Apeniny 2010
26 sierpnia - 5 września
Wspomnienia
Tydzień w Apeninach
nadesłał: Piotr12-09-2010
Do wyjazdu w Apeniny przymierzaliśmy się już w ubiegłym roku, ale być może na skutek trzęsienia ziemi, które wiosną 2009 r. nawiedziło Aquilę, nie mogłem znaleźć odpowiedniego zakwaterowania.

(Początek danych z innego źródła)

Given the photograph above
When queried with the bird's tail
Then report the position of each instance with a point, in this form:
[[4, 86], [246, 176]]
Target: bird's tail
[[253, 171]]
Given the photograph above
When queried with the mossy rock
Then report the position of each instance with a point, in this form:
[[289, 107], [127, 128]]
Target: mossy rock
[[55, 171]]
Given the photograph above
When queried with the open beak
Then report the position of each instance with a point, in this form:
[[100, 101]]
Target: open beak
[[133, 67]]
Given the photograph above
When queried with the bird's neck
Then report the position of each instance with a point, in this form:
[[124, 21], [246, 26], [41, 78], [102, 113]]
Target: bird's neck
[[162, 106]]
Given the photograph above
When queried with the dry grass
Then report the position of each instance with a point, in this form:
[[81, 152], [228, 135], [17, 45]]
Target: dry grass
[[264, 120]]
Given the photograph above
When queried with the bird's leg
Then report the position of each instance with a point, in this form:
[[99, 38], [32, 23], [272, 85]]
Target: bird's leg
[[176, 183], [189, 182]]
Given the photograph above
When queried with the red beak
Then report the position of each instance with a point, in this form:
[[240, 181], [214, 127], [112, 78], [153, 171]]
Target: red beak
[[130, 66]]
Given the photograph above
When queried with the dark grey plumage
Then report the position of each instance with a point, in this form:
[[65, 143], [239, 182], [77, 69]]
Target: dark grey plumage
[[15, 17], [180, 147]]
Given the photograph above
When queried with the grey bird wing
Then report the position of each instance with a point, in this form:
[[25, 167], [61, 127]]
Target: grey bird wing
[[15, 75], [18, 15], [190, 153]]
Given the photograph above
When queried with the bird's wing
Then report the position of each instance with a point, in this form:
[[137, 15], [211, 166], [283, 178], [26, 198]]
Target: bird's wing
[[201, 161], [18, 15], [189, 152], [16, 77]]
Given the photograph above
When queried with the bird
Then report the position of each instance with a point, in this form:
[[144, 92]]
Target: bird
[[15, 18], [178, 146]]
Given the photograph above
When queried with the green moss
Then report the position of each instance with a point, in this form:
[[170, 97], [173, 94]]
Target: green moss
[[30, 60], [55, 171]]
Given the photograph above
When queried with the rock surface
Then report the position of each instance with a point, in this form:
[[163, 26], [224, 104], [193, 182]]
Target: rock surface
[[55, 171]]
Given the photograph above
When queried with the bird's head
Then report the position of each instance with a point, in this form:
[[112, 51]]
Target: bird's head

W tym roku poszło już lepiej i 26 sierpnia wieczorem nasza 33 osobowa grupa wyruszyła niebieskim autobusem w podróż. Pojazd chyżo pomykał, toteż do Rawenny dotarliśmy już wczesnym popołudniem następnego dnia. Dało to czas najpierw na zbiorowe odwiedziny w bazylice S. Apollinare in Classe, a następnie zwiedzanie w podgrupach, do wieczora. Pół dnia to na Rawennę za mało, więc kontynuowaliśmy zwiedzanie w sobotę do południa, po czym wyruszyliśmy w dalszą drogę. Kolejnym punktem było, położone już w Apeninach i regionie Marche, Urbino - miasto księcia Federigo da Montefeltro i Rafaela. Potem jeszcze krótka wizyta w Loreto i jazda na kemping położony nieopodal miasteczka Sarnano, u podnóża Gór Sybillińskich. Okazało się, że nasz autobus jest za duży aby wjechać na kemping, lecz uprzejmy gospodarz podwiózł nam bagaże pod położone kilkaset metrów dalej domki.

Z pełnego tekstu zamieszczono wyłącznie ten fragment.